Article of the Month: “The King’s Two Genders” by Cynthia Herrup

In November, the RSJ blog highlighted Ernst Kantorowicz’s magisterial The King’s Two Bodies. This month we feature one of the many excellent pieces of scholarship that build on Kantorowicz’s work.

Cynthia Herrup’s “The King’s Two Genders” was originally delivered at the North American Conference on British Studies in October 2005. It was later published in The Journal of British Studies 45 (July 2006): 493-510.

In her article, Herrup does not retread Kantorowicz’s work so much as use his concept of the dual monarchial body to explore other avenues. Herrup focuses her article on Tudor-Stuart England and argues “that it might also have been functional for rulers to inhabit an artificial body that was gendered neither exclusively male nor female, but both” (Herrup, 496).

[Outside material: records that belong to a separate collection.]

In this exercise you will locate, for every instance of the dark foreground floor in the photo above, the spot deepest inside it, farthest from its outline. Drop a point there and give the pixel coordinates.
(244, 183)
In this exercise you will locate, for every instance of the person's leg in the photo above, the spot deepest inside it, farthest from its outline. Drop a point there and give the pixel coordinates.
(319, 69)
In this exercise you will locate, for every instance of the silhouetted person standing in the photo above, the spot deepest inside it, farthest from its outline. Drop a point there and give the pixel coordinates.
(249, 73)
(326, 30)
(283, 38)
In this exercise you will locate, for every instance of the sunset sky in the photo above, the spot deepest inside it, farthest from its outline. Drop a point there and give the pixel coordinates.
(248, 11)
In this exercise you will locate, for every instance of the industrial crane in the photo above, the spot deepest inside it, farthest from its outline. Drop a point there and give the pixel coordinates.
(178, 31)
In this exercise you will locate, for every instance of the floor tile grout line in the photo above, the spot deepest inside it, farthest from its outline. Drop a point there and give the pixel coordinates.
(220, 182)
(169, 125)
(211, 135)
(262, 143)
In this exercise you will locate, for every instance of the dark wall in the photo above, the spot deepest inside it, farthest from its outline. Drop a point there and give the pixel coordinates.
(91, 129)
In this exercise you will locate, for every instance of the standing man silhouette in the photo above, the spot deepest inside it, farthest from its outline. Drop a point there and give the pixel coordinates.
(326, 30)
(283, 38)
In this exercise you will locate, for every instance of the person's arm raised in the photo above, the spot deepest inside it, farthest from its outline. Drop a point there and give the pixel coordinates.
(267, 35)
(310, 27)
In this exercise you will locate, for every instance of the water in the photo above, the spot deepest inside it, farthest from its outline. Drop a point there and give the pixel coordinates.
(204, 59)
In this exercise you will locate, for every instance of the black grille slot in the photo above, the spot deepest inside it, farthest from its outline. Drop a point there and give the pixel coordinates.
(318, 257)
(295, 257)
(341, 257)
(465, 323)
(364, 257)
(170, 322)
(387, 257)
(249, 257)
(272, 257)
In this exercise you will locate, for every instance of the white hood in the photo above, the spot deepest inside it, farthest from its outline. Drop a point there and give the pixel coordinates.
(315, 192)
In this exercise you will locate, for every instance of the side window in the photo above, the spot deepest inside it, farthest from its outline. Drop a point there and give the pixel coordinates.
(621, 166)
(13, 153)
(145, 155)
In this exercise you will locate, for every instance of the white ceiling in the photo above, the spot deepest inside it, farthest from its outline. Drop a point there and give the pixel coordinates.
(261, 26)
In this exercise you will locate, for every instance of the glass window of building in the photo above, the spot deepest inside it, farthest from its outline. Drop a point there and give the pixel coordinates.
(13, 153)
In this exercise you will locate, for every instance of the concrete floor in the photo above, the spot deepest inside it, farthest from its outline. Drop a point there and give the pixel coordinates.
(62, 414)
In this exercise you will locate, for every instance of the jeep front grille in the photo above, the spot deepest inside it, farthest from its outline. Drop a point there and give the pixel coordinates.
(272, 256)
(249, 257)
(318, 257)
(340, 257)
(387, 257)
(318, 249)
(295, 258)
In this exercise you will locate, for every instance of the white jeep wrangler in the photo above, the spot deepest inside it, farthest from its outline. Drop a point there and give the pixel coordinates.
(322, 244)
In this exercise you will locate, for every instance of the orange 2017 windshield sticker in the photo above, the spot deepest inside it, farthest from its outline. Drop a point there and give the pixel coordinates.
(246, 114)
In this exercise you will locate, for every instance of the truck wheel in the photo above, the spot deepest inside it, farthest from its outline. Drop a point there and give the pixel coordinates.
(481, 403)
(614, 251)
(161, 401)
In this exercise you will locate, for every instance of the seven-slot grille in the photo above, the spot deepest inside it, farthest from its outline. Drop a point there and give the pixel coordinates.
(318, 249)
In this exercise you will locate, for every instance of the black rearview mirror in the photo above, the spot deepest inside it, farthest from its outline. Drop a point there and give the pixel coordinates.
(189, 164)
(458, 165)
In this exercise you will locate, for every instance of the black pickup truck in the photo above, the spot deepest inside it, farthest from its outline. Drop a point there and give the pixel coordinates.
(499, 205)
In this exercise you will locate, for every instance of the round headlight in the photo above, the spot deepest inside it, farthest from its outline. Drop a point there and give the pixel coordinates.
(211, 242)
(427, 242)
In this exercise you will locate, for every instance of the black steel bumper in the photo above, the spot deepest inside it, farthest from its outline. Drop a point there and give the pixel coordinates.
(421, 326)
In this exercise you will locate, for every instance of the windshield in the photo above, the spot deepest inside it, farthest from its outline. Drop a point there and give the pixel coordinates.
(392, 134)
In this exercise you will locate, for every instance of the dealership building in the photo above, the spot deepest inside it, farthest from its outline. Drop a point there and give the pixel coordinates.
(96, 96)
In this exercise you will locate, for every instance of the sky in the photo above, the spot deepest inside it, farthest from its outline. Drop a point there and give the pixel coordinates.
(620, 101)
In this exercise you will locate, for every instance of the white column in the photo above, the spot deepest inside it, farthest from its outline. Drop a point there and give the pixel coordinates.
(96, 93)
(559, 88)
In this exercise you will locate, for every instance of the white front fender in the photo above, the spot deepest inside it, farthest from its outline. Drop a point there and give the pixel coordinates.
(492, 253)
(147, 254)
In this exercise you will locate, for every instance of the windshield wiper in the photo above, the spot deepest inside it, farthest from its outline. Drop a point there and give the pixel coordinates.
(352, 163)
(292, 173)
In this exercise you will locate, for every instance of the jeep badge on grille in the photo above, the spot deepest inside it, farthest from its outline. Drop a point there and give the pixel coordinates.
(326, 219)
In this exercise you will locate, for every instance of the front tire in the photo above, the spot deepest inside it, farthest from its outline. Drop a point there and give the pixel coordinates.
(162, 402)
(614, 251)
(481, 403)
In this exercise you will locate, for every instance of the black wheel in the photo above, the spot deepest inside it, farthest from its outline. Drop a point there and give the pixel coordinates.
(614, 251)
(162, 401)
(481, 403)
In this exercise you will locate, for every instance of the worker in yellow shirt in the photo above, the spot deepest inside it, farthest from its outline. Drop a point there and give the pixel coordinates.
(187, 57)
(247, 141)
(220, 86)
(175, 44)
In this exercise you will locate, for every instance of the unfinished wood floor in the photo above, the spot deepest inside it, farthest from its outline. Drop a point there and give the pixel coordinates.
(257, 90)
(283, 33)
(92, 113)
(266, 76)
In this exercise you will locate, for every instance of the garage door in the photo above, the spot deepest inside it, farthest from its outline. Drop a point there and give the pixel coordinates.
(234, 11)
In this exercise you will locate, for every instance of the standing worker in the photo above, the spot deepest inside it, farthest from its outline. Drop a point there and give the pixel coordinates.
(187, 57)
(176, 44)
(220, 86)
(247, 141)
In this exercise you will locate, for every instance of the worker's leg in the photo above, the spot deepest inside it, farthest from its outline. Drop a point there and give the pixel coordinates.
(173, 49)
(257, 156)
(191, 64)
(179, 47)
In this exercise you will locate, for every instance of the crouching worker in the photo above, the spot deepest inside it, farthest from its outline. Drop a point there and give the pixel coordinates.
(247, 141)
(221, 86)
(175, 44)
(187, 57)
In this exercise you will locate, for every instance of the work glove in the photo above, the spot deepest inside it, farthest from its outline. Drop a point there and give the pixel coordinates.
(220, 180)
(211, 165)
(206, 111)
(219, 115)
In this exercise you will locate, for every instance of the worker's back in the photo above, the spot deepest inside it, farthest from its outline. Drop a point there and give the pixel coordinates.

To support this argument, Herrup develops four main points. First, she discusses language: The terms king and prince were used for male and female monarchs. She then turns to the concept of tyranny and its associations with femininity. The tyrant allowed womanly characteristics to predominate and lacked much-needed masculine self-control. Third, the existence of multiple female monarchs and the excellent scholarship devoted to them has shown how successful women rulers embodied both masculine and feminine identities. But, Herrup contends, we must also look at how male kings had to embody both genders. Fourth, scholars must look at how monarchs exercised their right to pardon the guilty; rulers had to walk a fine line between overly-masculine harshness and overly-feminine pity. All rulers needed to exercise mercy, but they had to find balance so it did not undermine their authority or make them seem too effeminate.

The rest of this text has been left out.